Building brands
October 20, 2010French luxury goods producer PPR has big plans for German sports brand Puma, as well as that company's unconventional CEO, Jochen Zeitz.
Zeitz – who reportedly divides his time between Puma's headquarters in Herzogenaurach and his farm in Kenya – took charge of Puma in 1993, when he was just 30 years old. He quickly gained a reputation as a mover and shaker as he transformed the struggling company into a successful brand with a global presence.
PPR acquired Puma in 2007, and has since purchased other sports brands including the Cobra golf label. It wants Zeitz, now 47, to head up a new sporting goods and leisure division with Puma as its centerpiece.
PPR chief Francois-Henri Pinault said in a statement that "the reinforcement of the Puma management team under Jochen Zeitz is a decisive factor in the implementation of our strategy, which aims to make Puma the core brand of PPR's second pillar (sporting goods and leisure)."
Logical conclusion
Antoine Belge, a luxury and sporting goods analyst for HSBC, said Zeitz has been involved in PPR's strategic development for some time now.
"It's just a sort of formalization of something that already existed... effectively he was already in charge of doing acquisition," he told Deutsche Welle. "It's just a sign that expansion may accelerate."
To facilitate change, Puma will be restructured from a German AG corporation to a European SE corporation. Analysts expect a senior Puma manager will be appointed CEO, while Zeitz himself is stays on as executive chairman until a replacement is found.
"That is why they want to have a specific CEO for the Puma brand, because Jochen Zeitz will probably spend more time finding other brands to integrate into that division," Belge said.
Tighter branding control
PPR is expected to sell a number of subsidiaries – including electronics and entertainment retailer Fnac, furniture seller Conforama and Redcats mail order- to finance the acquisition of further high-end brands.

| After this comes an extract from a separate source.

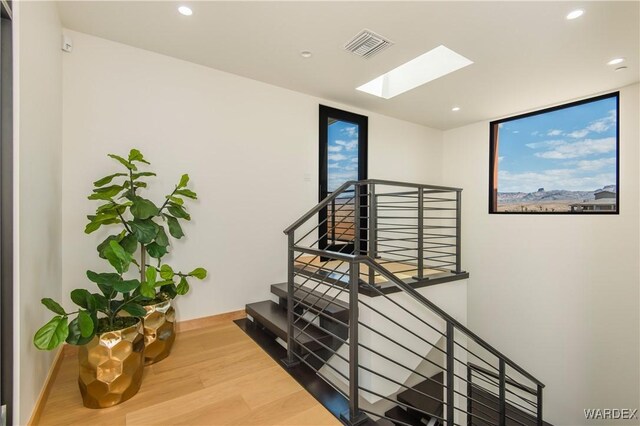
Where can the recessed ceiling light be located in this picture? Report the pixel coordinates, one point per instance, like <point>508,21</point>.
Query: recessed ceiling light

John Horan, publisher of industry newsletter Sporting Goods Intelligence, said it makes sense for PPR to shed its multi-brand retail chains and concentrate on developing its own labels. He described this as 'vertical retail,' in which brands maintain stores exclusively to sell their products.
"If you look at where all the real strength in retail is recently, it's been with vertical retailers of one kind or another," Horan told Deutsche Welle. "They see it as a way to really make a brand statement that is very difficult to make when you're selling through a retailer."